Mr Obama acknowledged more work was needed on recovery efforts but struck back at Republican critics, reminding his audience he had inherited the economic crisis when he took office in January. It began under his Republican predecessor, George W. Bush.
"I don't want the folks who created the mess to do a lot of talking. I want them to get out of the way so we can clean up the mess," he said to loud cheers.
Many Republicans have accused Mr Obama of making economic matters worse by trying to spend the country out of recession.
His announcement followed news that the number of US workers submitting new claims for jobless benefits fell sharply last week, fanning hopes the fragile labour market was on the mend and that the broader economy was stabilising.
In a sign that the trend was firmly toward a moderation in the pace of layoffs, the four-week moving average for new claims fell 4,750 to 555,250 in the week ended Aug. 1.

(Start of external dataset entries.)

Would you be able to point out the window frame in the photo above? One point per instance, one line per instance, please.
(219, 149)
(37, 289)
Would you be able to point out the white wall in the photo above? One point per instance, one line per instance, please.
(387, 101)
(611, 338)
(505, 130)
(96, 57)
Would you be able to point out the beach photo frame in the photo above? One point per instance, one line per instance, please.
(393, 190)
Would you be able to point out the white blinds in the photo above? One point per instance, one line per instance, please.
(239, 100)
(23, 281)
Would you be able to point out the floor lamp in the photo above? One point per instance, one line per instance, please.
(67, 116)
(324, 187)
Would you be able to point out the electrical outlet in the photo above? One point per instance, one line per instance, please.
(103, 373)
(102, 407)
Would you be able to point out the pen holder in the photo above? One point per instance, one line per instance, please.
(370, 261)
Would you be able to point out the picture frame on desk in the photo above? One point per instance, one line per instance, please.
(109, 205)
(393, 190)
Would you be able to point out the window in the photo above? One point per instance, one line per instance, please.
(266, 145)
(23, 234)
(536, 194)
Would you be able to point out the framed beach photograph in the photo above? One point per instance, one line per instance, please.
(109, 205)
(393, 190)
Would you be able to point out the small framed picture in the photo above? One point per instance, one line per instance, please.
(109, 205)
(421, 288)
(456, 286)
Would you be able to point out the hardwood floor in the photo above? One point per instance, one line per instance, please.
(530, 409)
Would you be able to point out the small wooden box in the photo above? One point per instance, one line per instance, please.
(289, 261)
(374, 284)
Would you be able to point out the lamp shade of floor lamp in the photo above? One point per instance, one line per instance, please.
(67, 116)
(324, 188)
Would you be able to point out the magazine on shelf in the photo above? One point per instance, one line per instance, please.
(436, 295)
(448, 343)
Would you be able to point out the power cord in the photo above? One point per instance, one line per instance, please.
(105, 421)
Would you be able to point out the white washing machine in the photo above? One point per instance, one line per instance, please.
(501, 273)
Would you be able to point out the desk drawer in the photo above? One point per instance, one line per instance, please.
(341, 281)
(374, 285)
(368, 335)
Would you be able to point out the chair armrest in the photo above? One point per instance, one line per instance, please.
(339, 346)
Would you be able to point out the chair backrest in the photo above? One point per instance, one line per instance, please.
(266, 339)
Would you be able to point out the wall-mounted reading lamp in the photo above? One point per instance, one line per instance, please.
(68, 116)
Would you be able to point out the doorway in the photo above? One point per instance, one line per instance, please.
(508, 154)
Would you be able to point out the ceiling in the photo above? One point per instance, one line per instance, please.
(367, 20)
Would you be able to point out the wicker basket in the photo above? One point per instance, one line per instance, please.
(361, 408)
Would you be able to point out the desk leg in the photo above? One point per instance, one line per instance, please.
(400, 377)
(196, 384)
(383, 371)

However, the number of people collecting long-term unemployment benefits rose by 69,000 to 6.31 million in the week ended July 25, though the four-week moving average declined for four straight weeks.
Analysts said the report, which followed data on Wednesday showing steeper private-sector job cuts and declining non-manufacturing employment in July, restored optimism that the US labour market was starting to heal.
"The US labour market is on the mend. This corroborates our view that the pace of layoffs has slowed down noticeably," said Harm Bandholz, an economist at UniCredit Markets & Investment Banking in New York.
However, Christina Romer, an economic advisor at the White House, cautioned that economic recovery will be painful and that Friday's widely watched report on July unemployment likely will show hundreds of thousands more jobs were lost.